A moment’s pause, then: “No, she’s not responding to the request.”

“Are you able to port about at random?” Miro asked.

“I’m not so good with random. Can you give me a place?”

“The Promenade?”

Sessile grunted. “There’s someone on me.” The scene outside changed from darkness to the Promenade. The arched crystal bridge with its shop-portals was a brightly lit jewel against the night. The golem juddered as she hit the street, almost knocking Miro loose from his chair. She hadn’t quite finished decelerating from their earlier freefall. He twisted to look around them, and saw Cat clinging to Sessile’s tail.
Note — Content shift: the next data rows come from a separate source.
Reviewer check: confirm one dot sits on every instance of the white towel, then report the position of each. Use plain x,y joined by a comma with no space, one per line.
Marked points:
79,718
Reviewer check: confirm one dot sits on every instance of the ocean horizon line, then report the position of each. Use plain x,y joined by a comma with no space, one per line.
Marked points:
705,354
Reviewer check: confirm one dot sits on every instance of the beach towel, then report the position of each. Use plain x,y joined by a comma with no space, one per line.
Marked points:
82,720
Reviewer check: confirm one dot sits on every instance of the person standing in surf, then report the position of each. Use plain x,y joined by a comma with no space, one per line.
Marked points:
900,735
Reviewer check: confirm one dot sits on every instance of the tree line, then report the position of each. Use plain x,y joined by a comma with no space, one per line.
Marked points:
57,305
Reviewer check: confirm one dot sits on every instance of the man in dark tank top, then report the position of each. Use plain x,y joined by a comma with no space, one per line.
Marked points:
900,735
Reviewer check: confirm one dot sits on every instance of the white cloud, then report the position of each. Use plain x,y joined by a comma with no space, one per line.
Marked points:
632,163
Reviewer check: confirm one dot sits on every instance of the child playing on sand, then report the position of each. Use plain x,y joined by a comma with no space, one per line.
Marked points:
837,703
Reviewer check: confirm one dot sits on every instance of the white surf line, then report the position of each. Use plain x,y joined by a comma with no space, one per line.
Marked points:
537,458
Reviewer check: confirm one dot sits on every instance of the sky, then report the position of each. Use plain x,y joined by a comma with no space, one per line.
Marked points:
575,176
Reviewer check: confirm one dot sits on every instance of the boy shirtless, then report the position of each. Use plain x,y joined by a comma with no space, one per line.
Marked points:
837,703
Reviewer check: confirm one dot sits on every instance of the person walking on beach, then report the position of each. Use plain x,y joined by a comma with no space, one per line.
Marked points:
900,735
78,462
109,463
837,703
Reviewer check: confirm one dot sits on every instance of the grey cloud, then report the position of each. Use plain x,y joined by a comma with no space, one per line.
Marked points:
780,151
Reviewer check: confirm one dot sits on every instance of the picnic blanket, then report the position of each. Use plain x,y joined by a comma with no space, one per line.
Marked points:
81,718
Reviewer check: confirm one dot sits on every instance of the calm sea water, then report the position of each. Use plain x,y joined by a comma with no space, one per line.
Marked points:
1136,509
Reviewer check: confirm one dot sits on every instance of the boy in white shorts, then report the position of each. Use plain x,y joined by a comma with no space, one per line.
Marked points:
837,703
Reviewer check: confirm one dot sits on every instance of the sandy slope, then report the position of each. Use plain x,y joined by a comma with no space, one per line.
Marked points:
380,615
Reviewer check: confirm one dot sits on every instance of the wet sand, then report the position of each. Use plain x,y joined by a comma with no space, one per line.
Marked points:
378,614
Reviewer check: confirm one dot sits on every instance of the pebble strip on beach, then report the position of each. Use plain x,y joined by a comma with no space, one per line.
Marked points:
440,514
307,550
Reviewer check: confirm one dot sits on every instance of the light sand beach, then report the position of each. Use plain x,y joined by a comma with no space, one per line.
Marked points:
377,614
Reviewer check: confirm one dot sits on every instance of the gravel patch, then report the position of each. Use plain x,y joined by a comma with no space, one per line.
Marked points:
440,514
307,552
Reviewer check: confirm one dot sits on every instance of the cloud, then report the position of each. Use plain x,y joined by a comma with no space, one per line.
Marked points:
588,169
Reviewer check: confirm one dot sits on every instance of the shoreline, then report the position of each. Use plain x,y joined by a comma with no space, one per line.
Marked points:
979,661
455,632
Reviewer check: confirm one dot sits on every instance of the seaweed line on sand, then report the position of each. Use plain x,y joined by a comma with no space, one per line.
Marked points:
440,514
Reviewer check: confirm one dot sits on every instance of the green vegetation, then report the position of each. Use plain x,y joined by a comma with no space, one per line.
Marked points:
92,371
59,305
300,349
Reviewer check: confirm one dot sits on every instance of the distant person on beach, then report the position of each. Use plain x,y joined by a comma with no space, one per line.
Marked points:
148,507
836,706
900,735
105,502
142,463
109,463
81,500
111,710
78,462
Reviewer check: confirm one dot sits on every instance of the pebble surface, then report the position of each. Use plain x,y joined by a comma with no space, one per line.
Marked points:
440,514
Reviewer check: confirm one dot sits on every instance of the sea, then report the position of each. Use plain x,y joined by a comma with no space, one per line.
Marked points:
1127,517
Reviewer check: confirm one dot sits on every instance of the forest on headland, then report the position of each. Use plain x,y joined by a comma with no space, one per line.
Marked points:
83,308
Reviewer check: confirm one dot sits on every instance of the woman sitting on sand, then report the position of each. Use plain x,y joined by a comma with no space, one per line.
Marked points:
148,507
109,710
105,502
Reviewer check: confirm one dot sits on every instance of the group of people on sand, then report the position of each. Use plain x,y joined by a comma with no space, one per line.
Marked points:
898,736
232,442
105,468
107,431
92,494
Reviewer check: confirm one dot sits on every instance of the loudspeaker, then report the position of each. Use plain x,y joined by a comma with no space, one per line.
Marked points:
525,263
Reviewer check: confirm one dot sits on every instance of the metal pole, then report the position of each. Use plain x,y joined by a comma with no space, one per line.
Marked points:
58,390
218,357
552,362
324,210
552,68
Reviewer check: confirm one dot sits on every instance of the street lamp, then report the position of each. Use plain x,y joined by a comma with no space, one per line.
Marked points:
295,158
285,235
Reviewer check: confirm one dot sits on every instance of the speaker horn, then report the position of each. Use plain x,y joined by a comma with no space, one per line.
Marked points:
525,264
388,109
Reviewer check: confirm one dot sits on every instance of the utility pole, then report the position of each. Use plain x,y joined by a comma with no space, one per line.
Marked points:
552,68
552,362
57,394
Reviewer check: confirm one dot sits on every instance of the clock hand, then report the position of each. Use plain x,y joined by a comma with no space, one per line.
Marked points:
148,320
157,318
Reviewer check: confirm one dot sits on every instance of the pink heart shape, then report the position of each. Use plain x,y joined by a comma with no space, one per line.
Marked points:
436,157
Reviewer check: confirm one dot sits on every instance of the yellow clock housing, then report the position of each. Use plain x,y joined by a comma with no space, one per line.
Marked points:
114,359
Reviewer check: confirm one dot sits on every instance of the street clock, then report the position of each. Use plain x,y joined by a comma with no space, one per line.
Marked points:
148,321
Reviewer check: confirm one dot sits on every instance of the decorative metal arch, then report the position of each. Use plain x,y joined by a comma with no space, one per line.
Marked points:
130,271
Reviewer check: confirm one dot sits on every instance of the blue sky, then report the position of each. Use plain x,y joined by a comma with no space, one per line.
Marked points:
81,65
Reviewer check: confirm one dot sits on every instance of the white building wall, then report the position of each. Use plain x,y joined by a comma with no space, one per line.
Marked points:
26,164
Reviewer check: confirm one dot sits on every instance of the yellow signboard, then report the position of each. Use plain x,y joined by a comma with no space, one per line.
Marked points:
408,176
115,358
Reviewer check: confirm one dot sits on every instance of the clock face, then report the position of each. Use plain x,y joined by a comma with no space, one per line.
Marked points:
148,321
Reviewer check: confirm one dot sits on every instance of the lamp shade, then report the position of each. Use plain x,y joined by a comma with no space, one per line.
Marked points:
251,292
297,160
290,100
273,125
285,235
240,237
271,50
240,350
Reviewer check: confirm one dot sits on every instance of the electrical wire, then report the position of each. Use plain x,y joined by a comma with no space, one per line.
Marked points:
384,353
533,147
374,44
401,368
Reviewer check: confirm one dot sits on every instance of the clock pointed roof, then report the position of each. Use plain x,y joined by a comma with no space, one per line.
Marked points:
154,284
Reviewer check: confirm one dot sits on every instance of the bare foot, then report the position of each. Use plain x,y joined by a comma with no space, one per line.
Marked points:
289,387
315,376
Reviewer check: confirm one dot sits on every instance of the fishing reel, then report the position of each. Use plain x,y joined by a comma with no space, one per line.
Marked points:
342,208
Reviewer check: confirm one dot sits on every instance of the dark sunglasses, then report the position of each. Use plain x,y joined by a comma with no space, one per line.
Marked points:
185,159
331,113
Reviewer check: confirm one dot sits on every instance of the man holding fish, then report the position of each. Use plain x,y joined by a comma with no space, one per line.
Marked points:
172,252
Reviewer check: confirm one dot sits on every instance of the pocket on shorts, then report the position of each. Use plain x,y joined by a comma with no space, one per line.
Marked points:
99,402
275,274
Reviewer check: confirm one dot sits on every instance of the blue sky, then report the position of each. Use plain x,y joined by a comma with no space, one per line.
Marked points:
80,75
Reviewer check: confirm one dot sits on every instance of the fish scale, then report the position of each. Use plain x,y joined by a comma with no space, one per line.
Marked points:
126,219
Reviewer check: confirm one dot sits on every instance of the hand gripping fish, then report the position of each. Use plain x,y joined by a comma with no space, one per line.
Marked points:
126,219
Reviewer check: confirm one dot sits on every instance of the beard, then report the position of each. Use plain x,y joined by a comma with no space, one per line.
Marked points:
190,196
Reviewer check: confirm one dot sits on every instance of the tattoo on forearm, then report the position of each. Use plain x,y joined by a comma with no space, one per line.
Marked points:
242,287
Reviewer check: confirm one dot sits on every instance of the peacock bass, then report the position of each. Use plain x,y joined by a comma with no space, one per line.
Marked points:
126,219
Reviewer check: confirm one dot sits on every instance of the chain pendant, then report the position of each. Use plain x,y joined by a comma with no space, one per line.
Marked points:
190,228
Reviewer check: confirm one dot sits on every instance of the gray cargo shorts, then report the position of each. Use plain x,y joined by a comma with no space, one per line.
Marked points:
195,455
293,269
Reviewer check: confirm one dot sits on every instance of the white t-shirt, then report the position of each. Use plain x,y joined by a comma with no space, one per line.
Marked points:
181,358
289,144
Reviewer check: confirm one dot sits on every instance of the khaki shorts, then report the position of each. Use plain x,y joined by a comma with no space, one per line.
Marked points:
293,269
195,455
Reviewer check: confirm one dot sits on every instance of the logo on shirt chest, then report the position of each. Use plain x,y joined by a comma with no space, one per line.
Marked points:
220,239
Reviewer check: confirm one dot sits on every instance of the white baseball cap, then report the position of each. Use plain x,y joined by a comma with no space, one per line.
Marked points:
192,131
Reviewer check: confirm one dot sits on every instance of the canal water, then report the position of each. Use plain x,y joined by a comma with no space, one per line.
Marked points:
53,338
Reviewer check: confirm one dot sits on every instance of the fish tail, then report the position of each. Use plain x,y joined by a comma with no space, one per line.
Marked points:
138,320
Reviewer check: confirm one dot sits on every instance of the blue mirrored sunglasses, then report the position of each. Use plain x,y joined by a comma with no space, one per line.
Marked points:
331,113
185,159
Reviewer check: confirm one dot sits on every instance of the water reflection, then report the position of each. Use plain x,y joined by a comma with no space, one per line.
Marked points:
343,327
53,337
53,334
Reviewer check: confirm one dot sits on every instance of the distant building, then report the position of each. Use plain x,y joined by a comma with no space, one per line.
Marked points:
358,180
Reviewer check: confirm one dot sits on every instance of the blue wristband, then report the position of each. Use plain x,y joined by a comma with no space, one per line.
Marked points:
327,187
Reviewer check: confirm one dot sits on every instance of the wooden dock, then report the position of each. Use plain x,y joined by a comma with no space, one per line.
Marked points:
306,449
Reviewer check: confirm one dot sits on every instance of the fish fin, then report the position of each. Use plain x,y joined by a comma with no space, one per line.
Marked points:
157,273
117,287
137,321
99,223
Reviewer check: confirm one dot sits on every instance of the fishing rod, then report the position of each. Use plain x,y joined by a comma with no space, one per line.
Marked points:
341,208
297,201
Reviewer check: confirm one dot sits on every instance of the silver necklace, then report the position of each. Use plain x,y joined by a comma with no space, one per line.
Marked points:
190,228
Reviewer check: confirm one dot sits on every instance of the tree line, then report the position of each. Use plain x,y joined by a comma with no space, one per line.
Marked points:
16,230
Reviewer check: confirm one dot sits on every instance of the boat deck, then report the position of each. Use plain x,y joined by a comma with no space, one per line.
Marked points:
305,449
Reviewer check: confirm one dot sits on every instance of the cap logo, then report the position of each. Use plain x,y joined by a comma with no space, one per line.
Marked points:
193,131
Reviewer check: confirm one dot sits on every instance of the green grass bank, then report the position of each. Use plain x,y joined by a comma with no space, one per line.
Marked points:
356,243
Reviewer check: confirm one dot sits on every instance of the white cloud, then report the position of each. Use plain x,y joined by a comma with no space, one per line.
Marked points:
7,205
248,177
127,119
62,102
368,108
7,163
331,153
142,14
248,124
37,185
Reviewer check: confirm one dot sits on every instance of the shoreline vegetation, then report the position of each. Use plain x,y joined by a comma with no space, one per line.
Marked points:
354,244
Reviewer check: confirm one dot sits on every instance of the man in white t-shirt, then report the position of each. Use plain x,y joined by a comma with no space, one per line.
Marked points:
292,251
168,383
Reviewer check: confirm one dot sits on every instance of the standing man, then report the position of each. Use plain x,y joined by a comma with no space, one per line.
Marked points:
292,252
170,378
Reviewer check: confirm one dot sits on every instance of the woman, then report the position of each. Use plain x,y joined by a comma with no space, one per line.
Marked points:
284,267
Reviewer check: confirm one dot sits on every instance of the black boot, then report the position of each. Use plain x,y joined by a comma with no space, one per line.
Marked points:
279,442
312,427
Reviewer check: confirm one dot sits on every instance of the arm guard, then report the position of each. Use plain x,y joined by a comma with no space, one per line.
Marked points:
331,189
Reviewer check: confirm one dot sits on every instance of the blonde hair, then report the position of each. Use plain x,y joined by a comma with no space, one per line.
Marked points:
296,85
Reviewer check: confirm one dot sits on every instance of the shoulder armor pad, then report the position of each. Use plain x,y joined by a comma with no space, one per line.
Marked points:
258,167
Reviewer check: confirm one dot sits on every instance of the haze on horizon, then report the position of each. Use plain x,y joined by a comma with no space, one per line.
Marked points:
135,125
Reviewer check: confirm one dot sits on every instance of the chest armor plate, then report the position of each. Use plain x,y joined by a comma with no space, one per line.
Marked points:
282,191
“Blight take him. Can you shake him off?”

“Probably not.” She thrashed her tail, but he didn’t jar loose. “He’s…ow…he’s hurting me.” She sounded suddenly small and scared. Bull ported in near Cat and clung to a couple of the long spines adorning Sessile’s back. Cat was doing something with his rod against Sessile’s side. Miro saw an actual hole, not just glamour-transparency, start to peel open on her flank where he was prodding.

“Make a fuss. Yell for help. I’ll try to draw them off you, Sessile.” Miro jumped out of his chair and yelled at the gap with a bravado he did not feel, “You want me, O Pitiful Inept Hunter? Come get me.

Then he snapped his fingers on both hands, and disappeared.